Alfonso Cuarón’s combination of hard science fiction and extremely long panning shots builds a unique, cold atmosphere, reflective of the silent desolation of space. The technical accuracy and lack of hasty transitions give a sense of realism and scale that extenuates the pressure, making the opening line of ‘Life in space is impossible’ seem strikingly factual. However at no point does the film feel compromised in service of the meticulous realism. Both Clooney and Bullock give sublime performances, knowing exactly how to deliver their lines in situations where overacting would seem inevitable. In a similar fashion the 3D is carefully understated, with the greatest compliment being that it didn’t stand out.
The film manages to concisely deliver almost all this information visually, taking a refreshing stand against insulting exposition in which films are compelled to explain everything.
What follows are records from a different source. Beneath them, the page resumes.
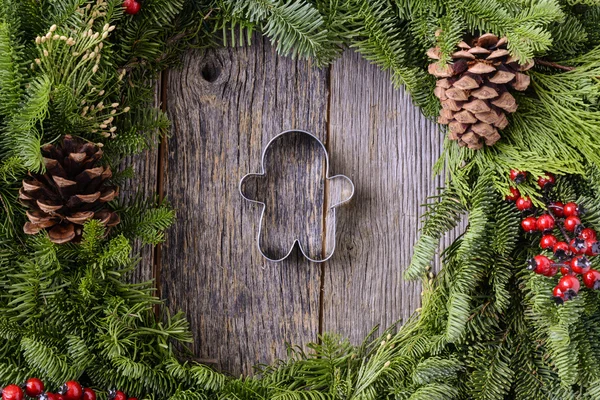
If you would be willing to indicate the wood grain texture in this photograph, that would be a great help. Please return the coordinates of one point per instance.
(144, 183)
(226, 105)
(383, 143)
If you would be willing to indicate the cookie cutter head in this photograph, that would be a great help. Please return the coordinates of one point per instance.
(298, 197)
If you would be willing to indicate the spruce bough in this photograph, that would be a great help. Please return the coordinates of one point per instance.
(487, 328)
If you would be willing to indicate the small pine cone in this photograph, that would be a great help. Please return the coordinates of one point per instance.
(474, 89)
(72, 191)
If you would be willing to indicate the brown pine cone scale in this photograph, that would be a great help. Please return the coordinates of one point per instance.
(72, 191)
(474, 90)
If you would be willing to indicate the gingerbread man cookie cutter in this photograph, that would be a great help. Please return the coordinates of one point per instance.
(298, 197)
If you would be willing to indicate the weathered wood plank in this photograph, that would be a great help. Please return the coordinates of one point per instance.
(225, 105)
(383, 143)
(144, 183)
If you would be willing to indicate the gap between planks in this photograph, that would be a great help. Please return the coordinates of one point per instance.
(160, 190)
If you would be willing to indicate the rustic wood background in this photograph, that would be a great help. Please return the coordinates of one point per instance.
(225, 105)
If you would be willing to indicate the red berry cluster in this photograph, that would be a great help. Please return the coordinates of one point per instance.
(572, 255)
(72, 390)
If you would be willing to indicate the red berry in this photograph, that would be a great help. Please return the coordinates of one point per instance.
(580, 265)
(571, 223)
(12, 392)
(565, 269)
(545, 223)
(590, 278)
(588, 233)
(529, 224)
(548, 242)
(89, 394)
(560, 250)
(514, 194)
(578, 246)
(34, 387)
(569, 282)
(557, 209)
(518, 176)
(71, 390)
(132, 7)
(524, 203)
(546, 181)
(571, 210)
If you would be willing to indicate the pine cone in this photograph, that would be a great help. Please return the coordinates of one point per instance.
(72, 191)
(474, 90)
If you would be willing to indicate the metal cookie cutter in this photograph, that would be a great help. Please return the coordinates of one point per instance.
(298, 197)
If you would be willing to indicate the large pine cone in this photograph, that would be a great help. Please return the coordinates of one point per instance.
(474, 89)
(71, 192)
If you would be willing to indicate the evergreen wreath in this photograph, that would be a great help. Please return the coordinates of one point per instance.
(488, 328)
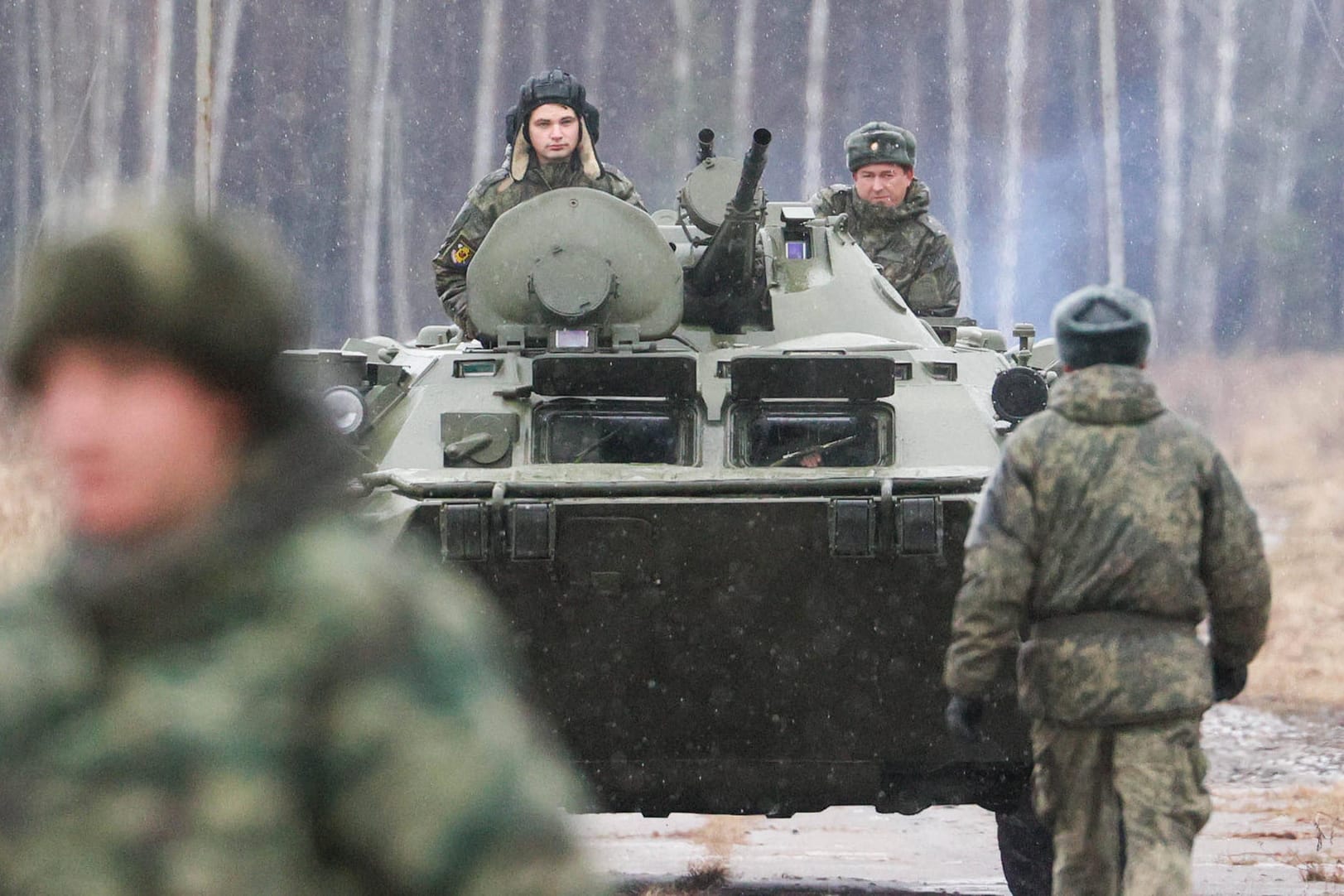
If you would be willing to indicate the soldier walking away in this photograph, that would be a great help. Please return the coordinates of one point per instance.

It gives the film an air of maturity and respect; mirroring the temperament that allows the astronauts to survive in the uncompromising void of space.
5/5 – Extraordinary
Lack of control and the resulting tension are the backbone of this stunning film, creating a beautiful disaster in contrast to the space ballet of 2001: Space Odyssey. Where the moon landing made a generation reach for the starts, Gravity will make you thankful to be safely on terra firma.